71 The Full Court noted that at a directions hearing before the Docket Judge those paragraphs had been 'transformed' into undertakings to the Court. The applicant did not however, institute a proceeding for contempt of court constituted by a breach of the undertakings.
72 At [49]‑[51], the Full Court noted that the applicant did not seek to enforce 'just an agreement in the nature of a contract between the parties, but an agreement to seek certain orders of the Court'. As noted above, the opening words of the terms of settlement were indeed expressed as an agreement to consent to orders. The Full Court appears in these paragraphs to have considered that the agreement was overtaken by the Judge's noting of undertakings to the Court in the same terms. As a result, the Full Court appears to have treated enforcement of the agreement by the making of orders as a remedy no longer available. That is to say, the Court appears to have treated the substitution of undertakings to the Court for the making of orders by consent, as a 'substituted performance' of the agreement.

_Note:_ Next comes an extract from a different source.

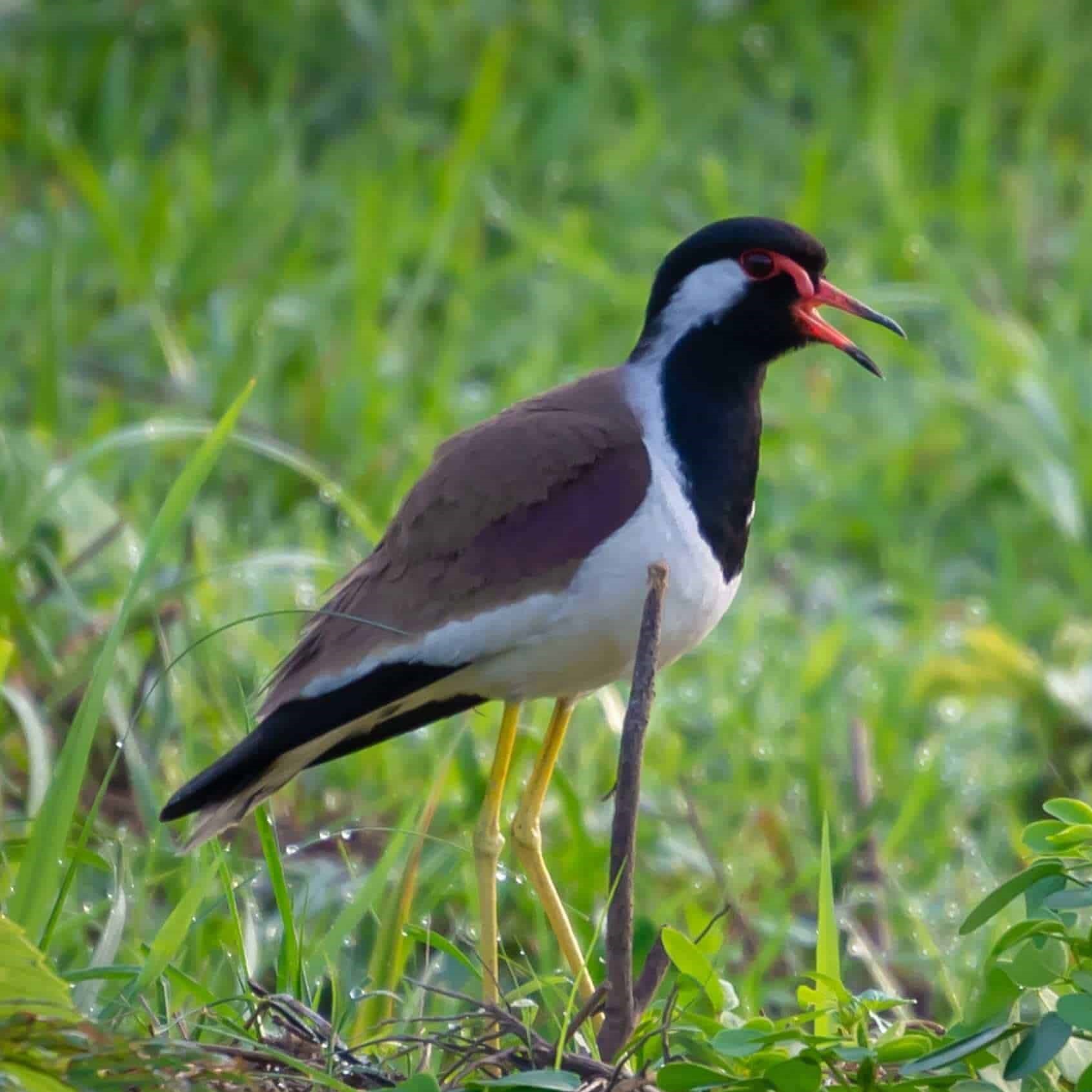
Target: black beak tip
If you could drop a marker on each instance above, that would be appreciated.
(895, 328)
(864, 361)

73 The present applicants, by contrast, seek precisely to enforce the agreement of compromise according to its terms, and there can be no suggestion of such enforcement having ceased to be available by reason of its having been replaced by a substituted performance.

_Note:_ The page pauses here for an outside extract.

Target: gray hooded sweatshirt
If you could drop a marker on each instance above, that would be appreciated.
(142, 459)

74 At [57] their Honours said that it was unnecessary for them to make 'any general statement about the jurisdiction of the court to enforce compromises of existing proceedings' (my emphasis). Thus, their Honours appear to have intended not to touch upon the jurisdictional issue presented here.
75 At [60] their Honours observed that 'it might have been possible' for the applicant to have moved for an injunction to restrain conduct which would otherwise have amounted to a contempt of court, but that the applicant had not done so.

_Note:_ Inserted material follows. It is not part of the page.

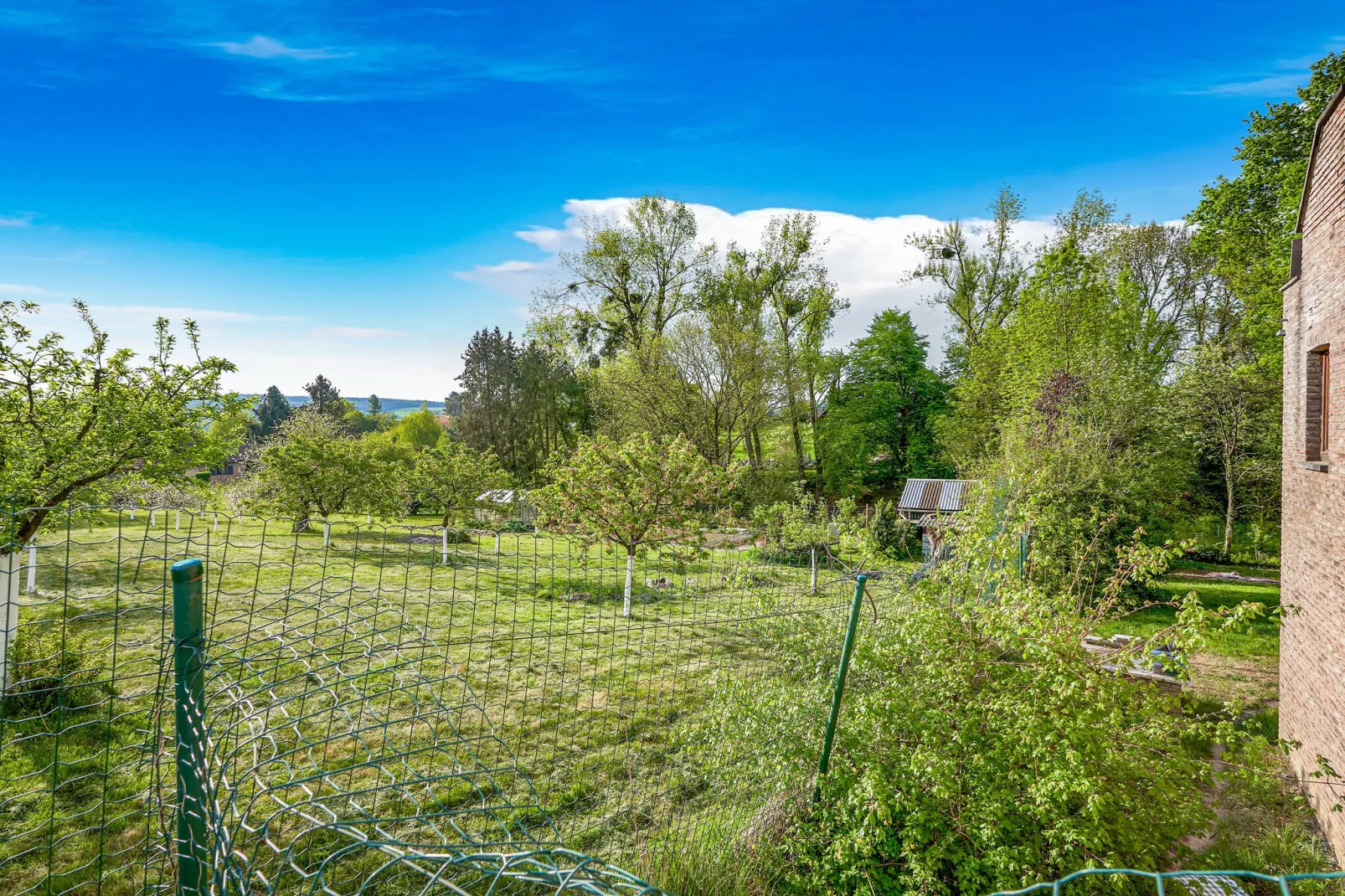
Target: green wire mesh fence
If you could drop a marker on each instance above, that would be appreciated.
(1187, 883)
(384, 708)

76 At [62], the Full Court said that it was 'the applicant's departure from a claim to enforce the existing undertakings which takes the notice of motion away from the ordinary case'. The reference seems to be to the fact that the notice of motion sought an injunction expressed, not in the terms of the undertakings, but in terms which related expressly and specifically to the 2001 Directory‑Calendar. With respect, I have difficulty in understanding the nature of any problem to which this circumstance was thought to give rise.
77 While I have difficulty in understanding certain aspects of the reasons in Macteldir, it seems clear that their Honours were at pains to emphasise that the case was not, in their view, one in which the motion was simply one for enforcement of the compromise agreement according to its terms. They appear to have thought that this had become impossible by reason of the supervening undertakings given to the Court. A refusal to enforce on this ground did not go to jurisdiction. Moreover, their Honours said that they were not intending to make any general statement about the Court's jurisdiction to enforce agreements in settlement of proceedings before the Court.
78 For the above reasons, I would distinguish Macteldir.
79 Their Honours considered at some length Roberts v Gippsland Agricultural & Earth Moving Contracting Co Pty Ltd [1956] VLR 555 ('Roberts v Gippsland'); McLaren v Schuit (1983) 33 SASR 139 ('McLaren v Schuit') and General Credits (Finance) Pty Ltd v Fenton Lake Pty Ltd [1985] 2 Qd R 6 ('General Credits'). Those cases were, however, concerned with the procedural question whether a compromise agreement could be enforced by motion in the substantive proceeding, not with the anterior question of the jurisdiction of the Court to enforce the agreement at all. It is important to distinguish between the fundamental question of jurisdiction, and the non-jurisdictional question, whether a claim is properly brought forward in a proceeding already before the Court: cf s 22 of the FCAA, and Philip Morris.